Yesterday I over heard someone say 'Who cares about a tax on high strength beers, it's just a bunch of extreme brewers and beer geeks'. The multi-layered ignorance of that statement led to an outpouring of empassioned vitriol. I wasn't happy.
Was he right though, does this just affect a bunch of extreme brewers and beer geeks? No, but the effects do not just relate to personal fiscal issues or the wider reaching economic implications either, they relate to things that are far less tangible; Expression, creativity, passion, entrepreneurship, pride, invention, personal adventure, pushing boundaries.
The financial implications are ones we can all understand. A £4 bottle of beer over 7.5% is now £5. If you buy one bottle per week, not such a big deal. If you buy 10, that figure just added £40 to your monthly outgoings. That £40 might not sound a lot, I mean £40 a month isn't much right? Well, yes it is. For folk with kids and responsiblities, that £40 is quite often spent elsewhere already, an extra £40 for something you already buy means you start buying less, or even stop buying it. I have no responsibilities aside from a dog and I'll be buying less beer.

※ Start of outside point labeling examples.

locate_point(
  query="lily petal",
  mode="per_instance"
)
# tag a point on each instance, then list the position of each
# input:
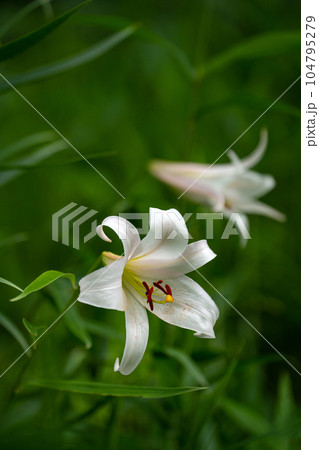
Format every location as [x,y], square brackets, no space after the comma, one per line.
[192,307]
[255,207]
[166,240]
[194,256]
[103,288]
[258,153]
[125,231]
[136,322]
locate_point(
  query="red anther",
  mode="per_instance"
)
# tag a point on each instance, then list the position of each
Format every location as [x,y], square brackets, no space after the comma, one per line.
[149,298]
[149,294]
[168,289]
[160,287]
[146,287]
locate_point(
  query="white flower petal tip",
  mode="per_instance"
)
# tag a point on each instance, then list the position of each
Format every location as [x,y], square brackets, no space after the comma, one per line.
[101,234]
[226,188]
[205,336]
[116,365]
[151,277]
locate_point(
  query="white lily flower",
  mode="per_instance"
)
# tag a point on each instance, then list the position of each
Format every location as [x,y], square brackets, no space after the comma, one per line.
[226,188]
[151,276]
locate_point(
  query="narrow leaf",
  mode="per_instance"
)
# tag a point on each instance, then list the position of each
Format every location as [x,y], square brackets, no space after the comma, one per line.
[21,14]
[264,45]
[72,319]
[25,143]
[2,280]
[34,330]
[144,33]
[14,331]
[42,281]
[83,57]
[87,387]
[23,43]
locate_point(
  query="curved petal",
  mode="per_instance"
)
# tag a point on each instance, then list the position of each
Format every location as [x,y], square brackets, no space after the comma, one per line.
[255,207]
[136,322]
[125,231]
[194,256]
[192,307]
[250,184]
[166,240]
[103,288]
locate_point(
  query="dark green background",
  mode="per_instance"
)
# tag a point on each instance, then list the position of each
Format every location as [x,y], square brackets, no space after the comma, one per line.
[136,103]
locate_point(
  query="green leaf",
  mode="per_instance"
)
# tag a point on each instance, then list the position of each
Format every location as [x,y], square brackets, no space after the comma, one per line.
[246,417]
[18,46]
[12,240]
[261,46]
[83,57]
[247,101]
[285,408]
[188,363]
[4,281]
[25,143]
[21,14]
[91,388]
[42,281]
[14,331]
[144,33]
[72,319]
[37,156]
[33,329]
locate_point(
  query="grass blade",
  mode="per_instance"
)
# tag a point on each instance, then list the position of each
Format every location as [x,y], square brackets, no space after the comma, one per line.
[14,331]
[42,281]
[21,44]
[83,57]
[102,389]
[264,45]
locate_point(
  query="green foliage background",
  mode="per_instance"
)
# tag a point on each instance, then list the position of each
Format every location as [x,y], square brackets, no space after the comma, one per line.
[182,84]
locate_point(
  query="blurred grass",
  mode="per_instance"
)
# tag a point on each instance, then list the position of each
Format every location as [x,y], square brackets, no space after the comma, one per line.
[135,103]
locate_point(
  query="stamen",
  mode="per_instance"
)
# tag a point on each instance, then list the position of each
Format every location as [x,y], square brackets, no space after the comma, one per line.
[159,286]
[150,290]
[146,287]
[168,289]
[149,298]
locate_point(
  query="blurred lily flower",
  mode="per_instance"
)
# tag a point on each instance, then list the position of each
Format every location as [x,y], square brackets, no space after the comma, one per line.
[227,188]
[150,275]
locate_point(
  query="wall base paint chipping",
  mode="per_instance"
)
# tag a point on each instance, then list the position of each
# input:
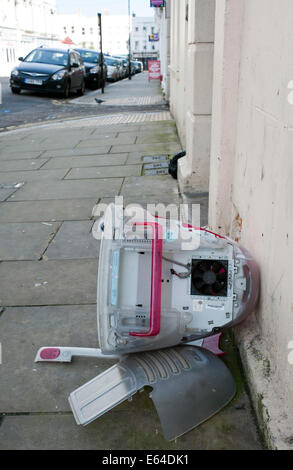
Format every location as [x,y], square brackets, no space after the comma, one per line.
[251,191]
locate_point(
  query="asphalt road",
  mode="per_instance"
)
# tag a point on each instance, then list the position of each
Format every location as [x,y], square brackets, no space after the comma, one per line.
[31,107]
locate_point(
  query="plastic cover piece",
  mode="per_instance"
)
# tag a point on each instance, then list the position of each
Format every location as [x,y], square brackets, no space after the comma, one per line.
[189,386]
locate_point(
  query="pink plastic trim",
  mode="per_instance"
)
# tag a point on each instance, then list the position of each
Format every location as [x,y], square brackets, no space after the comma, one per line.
[156,282]
[50,354]
[212,343]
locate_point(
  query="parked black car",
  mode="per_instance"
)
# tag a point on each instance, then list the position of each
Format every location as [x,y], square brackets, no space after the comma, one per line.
[49,70]
[93,69]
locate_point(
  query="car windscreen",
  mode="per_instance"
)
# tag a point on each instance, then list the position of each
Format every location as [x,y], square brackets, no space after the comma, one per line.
[89,56]
[43,56]
[110,61]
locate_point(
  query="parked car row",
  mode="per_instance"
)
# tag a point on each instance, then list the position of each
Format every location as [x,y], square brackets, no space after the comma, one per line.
[63,71]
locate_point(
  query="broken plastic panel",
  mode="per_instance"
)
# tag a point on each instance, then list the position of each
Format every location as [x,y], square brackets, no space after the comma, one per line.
[156,290]
[189,386]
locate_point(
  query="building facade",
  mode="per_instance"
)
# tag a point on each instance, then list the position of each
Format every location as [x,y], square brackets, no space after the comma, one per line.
[230,90]
[144,45]
[84,32]
[25,24]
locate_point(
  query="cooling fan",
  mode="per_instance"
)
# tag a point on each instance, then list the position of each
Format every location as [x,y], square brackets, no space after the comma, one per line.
[209,277]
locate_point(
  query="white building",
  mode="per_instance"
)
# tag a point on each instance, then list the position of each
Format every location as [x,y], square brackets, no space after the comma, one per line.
[141,46]
[25,24]
[84,32]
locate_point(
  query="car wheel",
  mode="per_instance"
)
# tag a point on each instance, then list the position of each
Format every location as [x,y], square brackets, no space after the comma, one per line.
[82,89]
[15,91]
[66,90]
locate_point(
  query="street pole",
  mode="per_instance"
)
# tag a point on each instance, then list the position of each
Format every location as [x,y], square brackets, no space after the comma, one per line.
[129,41]
[101,51]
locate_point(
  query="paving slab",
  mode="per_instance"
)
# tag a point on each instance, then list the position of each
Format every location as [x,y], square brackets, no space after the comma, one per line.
[78,152]
[69,189]
[26,241]
[80,162]
[34,175]
[6,192]
[4,155]
[20,165]
[74,240]
[41,145]
[144,157]
[157,186]
[104,172]
[131,426]
[143,201]
[61,132]
[47,211]
[150,132]
[147,149]
[157,138]
[123,139]
[27,386]
[121,128]
[55,282]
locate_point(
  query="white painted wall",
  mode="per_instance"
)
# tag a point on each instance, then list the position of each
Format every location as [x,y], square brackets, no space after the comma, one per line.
[142,28]
[191,79]
[162,19]
[84,32]
[251,193]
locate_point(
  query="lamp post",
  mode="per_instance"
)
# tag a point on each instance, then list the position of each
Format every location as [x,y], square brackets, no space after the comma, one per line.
[101,51]
[129,41]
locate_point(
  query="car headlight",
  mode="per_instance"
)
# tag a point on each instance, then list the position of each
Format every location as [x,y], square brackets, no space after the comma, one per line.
[58,75]
[94,70]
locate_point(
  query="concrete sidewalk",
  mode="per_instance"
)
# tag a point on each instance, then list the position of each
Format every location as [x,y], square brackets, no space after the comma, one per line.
[51,178]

So we buy less high abv beer and the readers of the Daily Express who believe the man driving Diana's car was fueled by Fullers Vintage will clap loudly and feel proud that we as a nation are making a stand against the heathen beer geeks who have such a negative social impact. Of course, because we buy less high abv beer, microbrewerys make less money, because they sell less beer at high margin and then independent retailers have smaller beer choice because they can't sell it to the customer. So now we've not only impacted on the consumer, we are impacting the producer and the distributor. So the negative social externalities increase, not decrease. Not sure Mr Pigou had that in mind when he developed his taxation system....

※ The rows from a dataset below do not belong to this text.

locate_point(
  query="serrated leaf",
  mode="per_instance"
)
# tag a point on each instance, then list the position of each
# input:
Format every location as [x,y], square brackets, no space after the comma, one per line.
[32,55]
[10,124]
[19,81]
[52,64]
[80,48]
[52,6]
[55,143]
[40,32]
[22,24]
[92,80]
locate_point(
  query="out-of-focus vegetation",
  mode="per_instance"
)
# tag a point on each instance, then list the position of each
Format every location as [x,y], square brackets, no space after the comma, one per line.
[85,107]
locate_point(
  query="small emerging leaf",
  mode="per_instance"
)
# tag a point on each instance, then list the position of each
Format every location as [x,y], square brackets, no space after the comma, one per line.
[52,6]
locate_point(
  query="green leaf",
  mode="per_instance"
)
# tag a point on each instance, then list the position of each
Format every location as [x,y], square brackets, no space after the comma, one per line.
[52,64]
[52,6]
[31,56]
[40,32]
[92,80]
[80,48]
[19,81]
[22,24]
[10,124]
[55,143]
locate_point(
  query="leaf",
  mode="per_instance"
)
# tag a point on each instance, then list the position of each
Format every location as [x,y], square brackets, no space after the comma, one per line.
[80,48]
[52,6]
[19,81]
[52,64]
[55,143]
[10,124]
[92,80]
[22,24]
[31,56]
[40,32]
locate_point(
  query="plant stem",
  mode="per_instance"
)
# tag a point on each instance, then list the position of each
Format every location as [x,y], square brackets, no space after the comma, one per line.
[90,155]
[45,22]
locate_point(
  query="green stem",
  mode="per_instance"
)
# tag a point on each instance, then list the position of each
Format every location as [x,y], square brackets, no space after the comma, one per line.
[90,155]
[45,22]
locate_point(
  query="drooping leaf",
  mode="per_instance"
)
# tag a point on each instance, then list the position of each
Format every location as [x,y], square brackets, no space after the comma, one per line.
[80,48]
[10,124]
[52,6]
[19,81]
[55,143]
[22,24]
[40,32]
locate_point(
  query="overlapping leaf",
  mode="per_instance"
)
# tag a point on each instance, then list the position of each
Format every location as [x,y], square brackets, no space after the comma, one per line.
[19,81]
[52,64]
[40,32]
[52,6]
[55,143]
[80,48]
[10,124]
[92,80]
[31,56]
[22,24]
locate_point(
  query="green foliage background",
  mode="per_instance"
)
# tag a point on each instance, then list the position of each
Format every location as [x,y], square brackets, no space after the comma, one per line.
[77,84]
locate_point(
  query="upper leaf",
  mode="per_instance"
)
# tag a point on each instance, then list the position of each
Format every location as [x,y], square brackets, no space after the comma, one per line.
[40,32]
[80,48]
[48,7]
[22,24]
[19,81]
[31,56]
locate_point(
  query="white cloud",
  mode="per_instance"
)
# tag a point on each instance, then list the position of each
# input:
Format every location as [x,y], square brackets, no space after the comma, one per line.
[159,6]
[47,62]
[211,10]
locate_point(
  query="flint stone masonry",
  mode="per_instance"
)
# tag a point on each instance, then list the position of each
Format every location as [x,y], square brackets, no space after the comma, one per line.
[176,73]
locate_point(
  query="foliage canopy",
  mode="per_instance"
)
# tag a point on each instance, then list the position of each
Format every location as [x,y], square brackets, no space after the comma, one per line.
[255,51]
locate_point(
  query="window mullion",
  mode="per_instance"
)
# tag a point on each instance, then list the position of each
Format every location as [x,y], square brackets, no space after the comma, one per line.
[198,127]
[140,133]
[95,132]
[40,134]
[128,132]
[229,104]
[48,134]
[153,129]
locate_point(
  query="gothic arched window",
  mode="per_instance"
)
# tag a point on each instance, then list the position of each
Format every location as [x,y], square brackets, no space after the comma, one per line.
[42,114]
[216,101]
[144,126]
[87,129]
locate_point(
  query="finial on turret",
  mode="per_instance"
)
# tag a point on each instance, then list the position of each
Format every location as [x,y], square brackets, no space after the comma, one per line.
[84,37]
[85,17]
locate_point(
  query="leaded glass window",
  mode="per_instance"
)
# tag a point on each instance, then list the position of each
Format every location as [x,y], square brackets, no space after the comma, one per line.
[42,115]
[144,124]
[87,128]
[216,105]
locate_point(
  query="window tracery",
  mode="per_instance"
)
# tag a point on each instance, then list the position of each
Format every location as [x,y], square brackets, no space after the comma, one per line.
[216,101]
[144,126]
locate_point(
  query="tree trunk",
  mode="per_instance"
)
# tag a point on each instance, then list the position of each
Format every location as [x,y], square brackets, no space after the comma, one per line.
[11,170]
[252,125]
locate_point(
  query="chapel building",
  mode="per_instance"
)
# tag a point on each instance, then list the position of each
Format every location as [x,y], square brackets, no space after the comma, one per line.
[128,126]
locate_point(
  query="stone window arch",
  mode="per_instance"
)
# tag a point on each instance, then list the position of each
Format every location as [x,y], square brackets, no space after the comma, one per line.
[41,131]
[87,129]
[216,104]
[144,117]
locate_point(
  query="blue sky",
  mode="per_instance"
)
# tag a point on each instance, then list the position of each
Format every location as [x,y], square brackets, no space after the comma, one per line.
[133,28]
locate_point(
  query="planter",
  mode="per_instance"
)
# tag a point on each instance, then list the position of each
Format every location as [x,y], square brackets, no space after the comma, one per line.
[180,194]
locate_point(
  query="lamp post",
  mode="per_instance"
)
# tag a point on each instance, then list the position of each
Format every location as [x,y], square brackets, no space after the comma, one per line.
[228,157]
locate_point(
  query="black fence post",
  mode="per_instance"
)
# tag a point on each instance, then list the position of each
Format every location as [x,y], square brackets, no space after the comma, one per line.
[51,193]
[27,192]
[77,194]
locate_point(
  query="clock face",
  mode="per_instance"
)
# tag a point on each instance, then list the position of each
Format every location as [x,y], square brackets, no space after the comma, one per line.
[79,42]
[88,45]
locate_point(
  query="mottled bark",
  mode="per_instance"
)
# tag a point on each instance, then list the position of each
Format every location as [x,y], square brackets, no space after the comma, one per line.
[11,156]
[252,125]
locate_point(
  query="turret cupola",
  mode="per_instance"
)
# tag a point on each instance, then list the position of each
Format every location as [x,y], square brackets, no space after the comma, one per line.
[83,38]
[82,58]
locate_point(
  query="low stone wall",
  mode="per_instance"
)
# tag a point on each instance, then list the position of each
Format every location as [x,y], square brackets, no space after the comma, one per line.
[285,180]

Surely though, less people drinking high abv beers reduces the social costs brought about by the use of emergency services, public bodies like the NHS, insurance costs to repair the damage caused by rampaging drunkards? If the government had made any attempt to understand the difference between a bottle of Great Divide Yeti and Carlsberg Special Brew they might have realised that instead of solving a problem, they have actually created one.
The sad thing about this duty hike is that it is designed to combat a problem that barely exists, the negative social externalities brought about by the consumption of high strength beers. I am aware that certain elements of society consume cans of Tennents Super in parks and shout randomly at passers by. However, they are not in the park shouting at passers by BECAUSE they are drinking high strength beer, and pricing them out of high strength beer will not eliminate them from the park or change their behaviour when they start drinking supermarket value vodka instead. Treating the effects has no impact on the cause.
All those involved with microbrewing know that our industry is currently bouyant, we are bucking the global economic trend. Unfortunately we have a chancellor with a degree in modern history making economic decisions he doesn't really understand (for example, for those who don't know what 'quantitative easing' is, it's essentially a last ditch attempt to reverse a conventional financial process because you're heading into economic meltdown. Potential for failure is high and means banks could stop lending, or inflation goes through the roof - laymens terms).
I don't for a minute think this duty increase has been implemented to combat negative social externalities, and it most definitely not an example of pigouvian taxation. Those who were consulted for the Review of Alcohol Taxation were the likes of Heineken, Ab-Inbev, Molson Coors, SAB-Miller. Also, some Supermarket chains. Who has been left almost completely unaffected by this duty rise? Big breweries and supermarkets. Surprising? No.
Who has been affected by this? Small breweries (the ones who are bucking the economic trend, proving themselves to be more viable in the current climate and therefore worthy of government support) and independent retailers. The Chancellor said he was going to focus on micro-economics to get the country out of the recession, which is pretty meaningless anyway, but then makes a decision which absolutely the antithesis of that statement. Ergo, the chancellor is a gutless twat who is more interested in appeasing the lobbyists of big business (much of which is based overseas) than helping small local businesses grow enabling local economies to become bouyant and have a positive macroeconomic effect.
The very worst aspect though is this duty inhibits everything we hold dear to us in Britain. It inhibits our spirit, our passion for innovation and design, our love for striving for the best, for pushing ourselves creatively and it tells the non 'beer geeks' that high strength beers are bad, but 5% lager is good. It sends all the wrong messages to all the wrong people.
As usual, rich clueless people have made a decision which is wrong but easy, rather than making a decision that is right, but hard. Fuckwits.
What i hate about statements like 'Who cares about a tax on high strength beers, it's just a bunch of extreme brewers and beer geeks'. Is that in essence that statement is no different than "Who Cares about Racism , its just a bunch of Coloureds" Just because your not part of that group is not a reason not to care, or not to see what might be inherently wrong.